De westerse filmmaker Noaz Deshe trok zich het lot van de Afrikaanse albinos aan toen hij voor werk in kustplaats Dar es Salaam, de grootste stad van Tanzania, verbleef. Daar kreeg hij notie van de jacht op albinos en het feit dat men in Afrika nauwelijks wilde spreken van moord. Albinos verdwijnen daar gewoon. Voor zijn speelfilmdebuut werkte Deshe met amateuracteurs. Hij wilde naast de vele documentaires die er over Afrikaanse albinos zijn gemaakt de problematiek een persoonlijk tintje mee te geven. De wreedheden waarmee Alias en zin familie te maken krijgen liegen er niet om. Zijn vader komt op een weerzinwekkende manier aan zijn einde. Deshe toont deze wanpraktijken niet eens vol in beeld, maar laat voldoende bloed zien en laat vooral voldoende aan de verbeelding over dat je maag ervan omdraait.
Evenwichtig is het echter niet. White Shadow komt tot een dramatisch en grafisch ruw kookpunt in de openingsscènes en tegen het einde. Het veel te lange middenstuk is tergend traag en door een gebrek aan plot lastig om doorheen te komen. Wat spanningsboog betreft slaat Deshe daarom de plank regelmatig mis, terwijl zijn onderwerp nu juist een podium verdient. Alias is een jongen die lastig in zijn ziel laat kijken en die voortdurend door het leven overvallen wordt. Bizar genoeg zijn het dan vooral de visuele krenten uit de pap die nopen tot doorkijken, zoals het moment dat Alias moet vluchten over de uitgestrekte savanne en door zijn bleke huidskleur juist enorm opvalt in de duisternis, waardoor hij zich in moet smeren met modder.

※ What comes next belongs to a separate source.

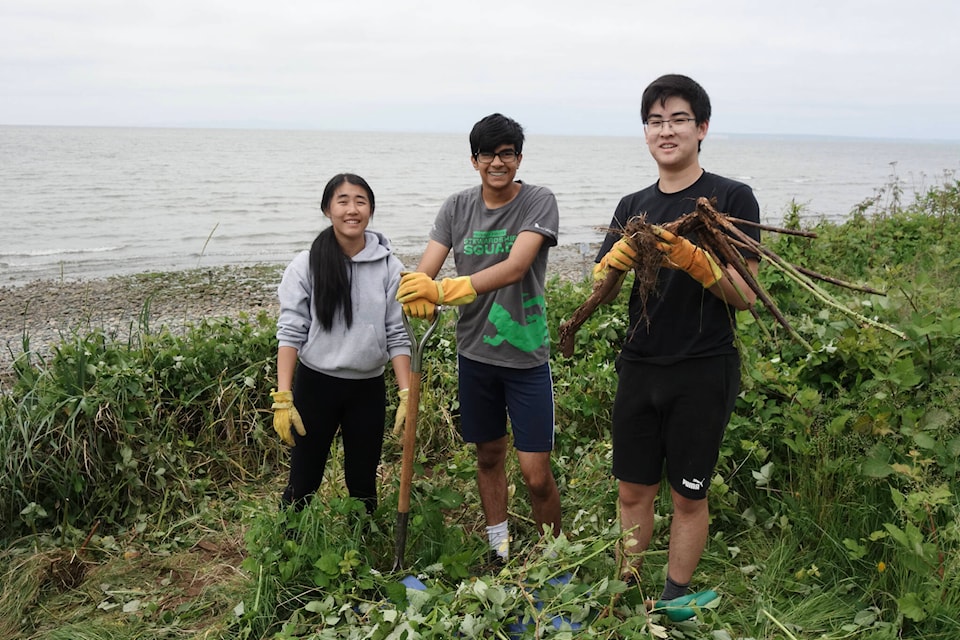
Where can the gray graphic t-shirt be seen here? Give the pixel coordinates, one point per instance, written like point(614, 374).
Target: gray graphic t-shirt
point(506, 327)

Het is goed dat films zoals White Shadow worden gemaakt, omdat ze aandacht vragen voor onbekende problematiek. Prachtig zijn ook Deshes inspanningen om nuance aan te brengen door te laten zien dat niet alle Tanzanianen albinos naar het leven staan, maar ze soms zelfs willen beschermen. Hun wraak is echter allesbehalve zoet en het spelen voor eigen rechter is nu ook weer niet de juiste tactiek. De inzet en inborst van Deshe is nobel, net als zijn pogingen de vreselijke leefomstandigheden van de Afrikaanse albinos een gezicht te geven. De afloop is zo mogelijk nog ontstellender dan de aftrap, maar Deshe had wel wat meer mogen en kunnen doseren.